It’s uncertain what exactly the origin of flanging was. It could have been the result of trying to push the boundaries of multitrack recording, probably due to running a couple tape machines in parallel but not quite in sync… Maybe a guy messing around in the studio brushed up against a take-up reel flange accidentally? Maybe that guy was Les Paul, maybe it was John Lennon and George Martin? It is unclear. But, what is clear is that the mechanical studio method of achieving the effect became, within a decade, commonplace enough for companies to simulate the effect electronically. The electronic approaches were pretty cool and groundbreaking, but by the 80s became tired and worn out. At Catalinbread we attribute this to the fact that these units controlled the flange effect using an LFO that went up and down at a predictable rate taking the life and freshness out of the effect. When we decided to design a flanger, we knew we would approach it the way they originally did it…
The Zero Point Flanger is the most direct analogy to studio tape flanging that anybody has come up with. It is a REAL TIME effect not a typical modulation effect. That is to say, unlike all other pedal flangers, there is no LFO that presents a predictable up and down swooshing sound, the trite flanger effect that died in the 80s. Thus there is no need for extraneous knobs or switches. It is a straight-foward pedal that has only one powerful control that behaves like pressing and holding your thumb on tape flange.
When the Zero Point is engaged two delay lines are turned on, subtly modulating against the other simulating the comb filtering effect akin to the playback of two tape machines.

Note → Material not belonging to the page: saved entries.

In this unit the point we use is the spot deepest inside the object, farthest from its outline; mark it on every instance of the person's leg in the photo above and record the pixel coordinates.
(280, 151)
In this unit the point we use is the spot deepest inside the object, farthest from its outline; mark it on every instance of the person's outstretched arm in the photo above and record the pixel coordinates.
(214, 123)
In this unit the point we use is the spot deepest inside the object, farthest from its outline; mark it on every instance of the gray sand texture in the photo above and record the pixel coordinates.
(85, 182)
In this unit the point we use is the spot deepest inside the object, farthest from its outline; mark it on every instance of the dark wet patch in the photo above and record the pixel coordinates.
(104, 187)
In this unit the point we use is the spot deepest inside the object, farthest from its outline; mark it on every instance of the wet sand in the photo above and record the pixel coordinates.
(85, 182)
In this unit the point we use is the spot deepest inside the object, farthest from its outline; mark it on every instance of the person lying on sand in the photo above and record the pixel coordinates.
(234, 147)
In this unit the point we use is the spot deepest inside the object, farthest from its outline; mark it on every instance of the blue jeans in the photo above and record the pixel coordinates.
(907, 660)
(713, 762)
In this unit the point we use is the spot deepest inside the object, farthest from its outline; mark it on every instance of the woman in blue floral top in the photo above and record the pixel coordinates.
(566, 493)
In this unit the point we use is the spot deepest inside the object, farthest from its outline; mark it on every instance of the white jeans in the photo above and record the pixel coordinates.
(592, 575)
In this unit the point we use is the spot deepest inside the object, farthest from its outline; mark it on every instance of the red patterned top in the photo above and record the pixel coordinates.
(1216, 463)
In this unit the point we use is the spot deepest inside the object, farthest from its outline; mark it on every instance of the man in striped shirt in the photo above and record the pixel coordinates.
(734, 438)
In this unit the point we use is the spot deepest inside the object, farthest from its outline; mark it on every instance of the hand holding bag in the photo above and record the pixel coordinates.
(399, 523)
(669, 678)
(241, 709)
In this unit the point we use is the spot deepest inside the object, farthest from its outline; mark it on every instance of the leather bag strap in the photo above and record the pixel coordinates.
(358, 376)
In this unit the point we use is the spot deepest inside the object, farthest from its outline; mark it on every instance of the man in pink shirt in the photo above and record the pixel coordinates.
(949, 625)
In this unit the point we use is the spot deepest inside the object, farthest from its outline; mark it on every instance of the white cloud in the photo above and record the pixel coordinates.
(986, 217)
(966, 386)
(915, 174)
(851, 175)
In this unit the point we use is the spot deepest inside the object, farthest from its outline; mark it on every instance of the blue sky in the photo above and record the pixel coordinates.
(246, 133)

Pressing and holding the “Flange Push-Button” causes one of the delay lines to slowly shift time toward the other delay line, up to the point that your signal begins to cancel out, THE ZERO POINT! Release the Flange Push-Button and the delay line begins to automatically fall again. The result is the whispy subtractive ‘thru-zero’ sound that creates a sense of space and mystery. An effect that up until now we’ve only heard on records. It behaves just like manually advancing the take up reel and pressing your thumb on the supply reel to slow the program down.
The Zero Point Flanger automatically powers up in the inverted phase mode, resulting in a more dramatic subtractive flange effect. If you press and hold the Flange Push-Button while powering up the Zero Point you enter the positive phase mode which because it sums the two delay lines, never cancels out. This mode is a bit less dramatic than the subtractive mode but still a very tape like analogy. There are merits to both modes, ultimately it is best left up to personal preference.